People often say that analytics seems daunting, and many assume they don’t have adequate technical skills to use analytics effectively. Good news – managers at all levels are already using analytics to support their day-to-day decisions and improve business performance.
Analytics tools have been growing steadily in the hospitality industry. New insights are gleaned from existing systems with just a few clicks. Information is combined in ways that help the industry gain a deeper understanding of their guest demographics. Operators experience more “a-ha” moments with improved insights that provide specific guidance for business performance. When managers in all areas of the organization are contributing, synergy emerges.
Making business analyses more approachable, the evolution of analytics has brought forth tools that are easier for non-techies to use. Easily build custom reports and dashboards with data drawn from multiple systems and sources; segment and filter data, and even share insights with colleagues. Choose custom visuals – often those that resonate well within the organization. There is increasing flexibility to obtain the data needed for specific roles. These capabilities allow for simple, yet powerful analytics with less IT reliance.

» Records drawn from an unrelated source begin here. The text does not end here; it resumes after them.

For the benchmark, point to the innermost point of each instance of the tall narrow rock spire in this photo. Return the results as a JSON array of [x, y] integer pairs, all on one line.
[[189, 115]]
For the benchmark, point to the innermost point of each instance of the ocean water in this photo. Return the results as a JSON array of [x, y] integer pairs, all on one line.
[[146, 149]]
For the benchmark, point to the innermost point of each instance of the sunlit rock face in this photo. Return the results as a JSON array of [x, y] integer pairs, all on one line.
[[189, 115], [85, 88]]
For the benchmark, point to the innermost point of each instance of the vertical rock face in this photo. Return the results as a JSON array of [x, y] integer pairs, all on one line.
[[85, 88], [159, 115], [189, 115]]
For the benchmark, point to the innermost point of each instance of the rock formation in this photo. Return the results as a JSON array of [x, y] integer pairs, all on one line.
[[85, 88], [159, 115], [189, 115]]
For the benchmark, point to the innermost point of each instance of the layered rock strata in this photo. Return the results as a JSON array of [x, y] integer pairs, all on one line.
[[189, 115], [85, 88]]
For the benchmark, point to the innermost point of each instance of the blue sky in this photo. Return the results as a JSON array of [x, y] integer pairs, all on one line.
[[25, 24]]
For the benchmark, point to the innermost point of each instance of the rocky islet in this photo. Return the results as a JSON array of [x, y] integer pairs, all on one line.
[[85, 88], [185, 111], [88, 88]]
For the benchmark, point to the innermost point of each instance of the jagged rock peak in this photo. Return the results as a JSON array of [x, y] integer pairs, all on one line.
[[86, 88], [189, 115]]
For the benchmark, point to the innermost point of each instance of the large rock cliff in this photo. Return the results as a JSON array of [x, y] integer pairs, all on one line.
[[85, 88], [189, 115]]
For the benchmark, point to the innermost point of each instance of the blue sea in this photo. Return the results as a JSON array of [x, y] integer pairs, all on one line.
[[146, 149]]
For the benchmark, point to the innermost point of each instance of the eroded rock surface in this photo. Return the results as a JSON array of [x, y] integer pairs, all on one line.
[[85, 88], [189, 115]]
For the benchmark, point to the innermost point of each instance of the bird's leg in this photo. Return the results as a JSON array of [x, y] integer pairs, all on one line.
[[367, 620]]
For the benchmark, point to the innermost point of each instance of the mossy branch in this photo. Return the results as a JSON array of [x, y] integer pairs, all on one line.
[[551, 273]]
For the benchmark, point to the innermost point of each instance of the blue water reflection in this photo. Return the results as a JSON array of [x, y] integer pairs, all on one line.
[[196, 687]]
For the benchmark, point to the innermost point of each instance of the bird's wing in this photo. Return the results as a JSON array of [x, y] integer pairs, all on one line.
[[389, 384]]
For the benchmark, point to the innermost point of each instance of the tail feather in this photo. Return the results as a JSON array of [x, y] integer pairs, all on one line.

Role-based analytics with KPIs (key performance indicators) can give a snapshot of individual and team productivity, and their progress over time. Important analytics to understand and strengthen performance include:
- Loss Prevention – to quickly identify the telltale signs of fraudulent activity;
- Table Service – to assess guest flow and table usage;
- Staff Metrics – to distinguish team champions and identify opportunities for staff training.
These are just a few examples how analytics will help illuminate areas of hidden costs and pinpoint discrepancies or behaviors that may be impacting the bottom line.
The appropriate analytics tools can provide a deeper understanding of the patterns and preferences of guests to help strengthen the organization’s competitive strategies. For example, some pre-packaged hospitality analytics tools provide reports that show standard demographic profiles, but these profiles certainly aren’t ideal for every property. Use analytics to create and see targeted demographic profiles and apply these profiles to measure the organizational KPIs. This can be done easily using the drag-and-drop feature of an analytics tool.
Taking guest data and analytics further, create performance reports that combine data from various systems, explaining the impact that the guest experience has on the various areas of the organization. Instead of running multiple reports from various sources and trying to correlate the reports to each other, simply use a single dashboard that links to a group of reports. Combining the data, operators can easily see guest spending patterns, how much is spent by individual guest, guest type, most popular and least popular items, frequency of visits and associated spending – all without looking at numerous spreadsheets.